Re: [PATCH 01/18] KVM: x86: hyper-v: Introduce XMM output support

Vitaly Kuznetsov <vkuznets@xxxxxxxxxx> · Mon, 08 Jul 2024 16:59:16 +0200

Nicolas Saenz Julienne <nsaenz@xxxxxxxxxx> writes:

> Prepare infrastructure to be able to return data through the XMM
> registers when Hyper-V hypercalls are issues in fast mode. The XMM
> registers are exposed to user-space through KVM_EXIT_HYPERV_HCALL and
> restored on successful hypercall completion.
>
> Signed-off-by: Nicolas Saenz Julienne <nsaenz@xxxxxxxxxx>
>
> ---
>
> There was some discussion in the RFC about whether growing 'struct
> kvm_hyperv_exit' is ABI breakage. IMO it isn't:
> - There is padding in 'struct kvm_run' that ensures that a bigger
>   'struct kvm_hyperv_exit' doesn't alter the offsets within that struct.
> - Adding a new field at the bottom of the 'hcall' field within the
>   'struct kvm_hyperv_exit' should be fine as well, as it doesn't alter
>   the offsets within that struct either.
> - Ultimately, previous updates to 'struct kvm_hyperv_exit's hint that
>   its size isn't part of the uABI. It already grew when syndbg was
>   introduced.

Yes but SYNDBG exit comes with KVM_EXIT_HYPERV_SYNDBG. While I don't see
any immediate issues with the current approach, we may want to introduce
something like KVM_EXIT_HYPERV_HCALL_XMM: the userspace must be prepared
to handle this new information anyway and it is better to make
unprepared userspace fail with 'unknown exit' then to mishandle a
hypercall by ignoring XMM portion of the data.

>
>  Documentation/virt/kvm/api.rst     | 19 ++++++++++
>  arch/x86/include/asm/hyperv-tlfs.h |  2 +-
>  arch/x86/kvm/hyperv.c              | 56 +++++++++++++++++++++++++++++-
>  include/uapi/linux/kvm.h           |  6 ++++
>  4 files changed, 81 insertions(+), 2 deletions(-)
>
> diff --git a/Documentation/virt/kvm/api.rst b/Documentation/virt/kvm/api.rst
> index a71d91978d9ef..17893b330b76f 100644
> --- a/Documentation/virt/kvm/api.rst
> +++ b/Documentation/virt/kvm/api.rst
> @@ -8893,3 +8893,22 @@ Ordering of KVM_GET_*/KVM_SET_* ioctls
>  ^^^^^^^^^^^^^^^^^^^^^^^^^^^^^^^^^^^^^^
>  
>  TBD
> +
> +10. Hyper-V CPUIDs
> +==================
> +
> +This section only applies to x86.

We can probably use 

:Architectures: x86

which we already use.

> +
> +New Hyper-V feature support is no longer being tracked through KVM
> +capabilities.  Userspace can check if a particular version of KVM supports a
> +feature using KMV_GET_SUPPORTED_HV_CPUID.  This section documents how Hyper-V
> +CPUIDs map to KVM functionality.
> +
> +10.1 HV_X64_HYPERCALL_XMM_OUTPUT_AVAILABLE
> +------------------------------------------
> +
> +:Location: CPUID.40000003H:EDX[bit 15]
> +
> +This CPUID indicates that KVM supports retuning data to the guest in response
> +to a hypercall using the XMM registers. It also extends ``struct
> +kvm_hyperv_exit`` to allow passing the XMM data from userspace.

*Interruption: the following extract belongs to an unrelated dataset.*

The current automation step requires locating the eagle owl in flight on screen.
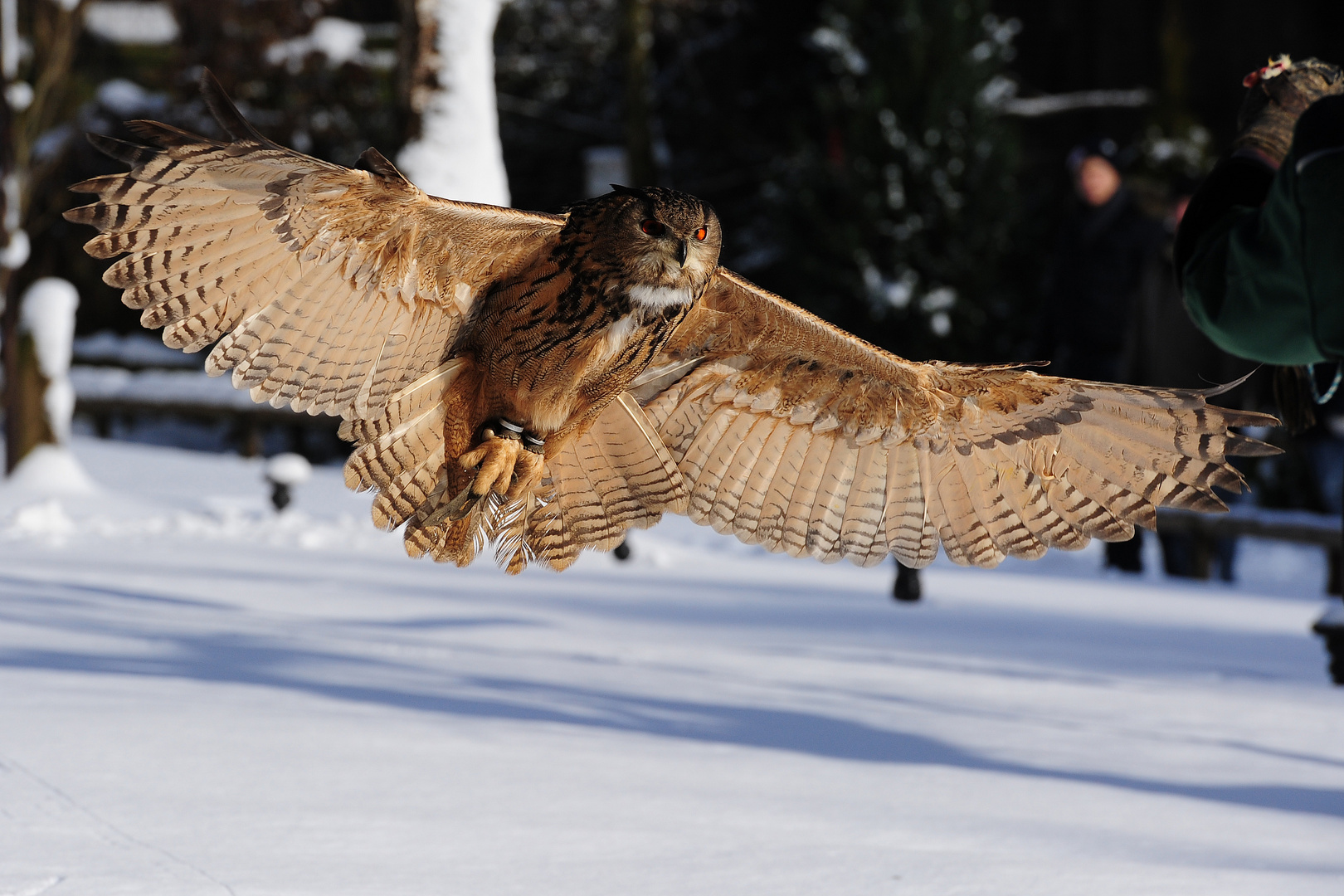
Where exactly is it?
[66,72,1275,572]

It's always good to document things, thanks! I'm, however, wondering
what should we document as part of KVM API. In the file, we already
have:
- "4.118 KVM_GET_SUPPORTED_HV_CPUID"
- "struct kvm_hyperv_exit" description in "5. The kvm_run structure"

The later should definitely get extended to cover XMM and I guess the
former can accomodate the 'no longer being tracked' comment. With that,
maybe there's no need for a new section? 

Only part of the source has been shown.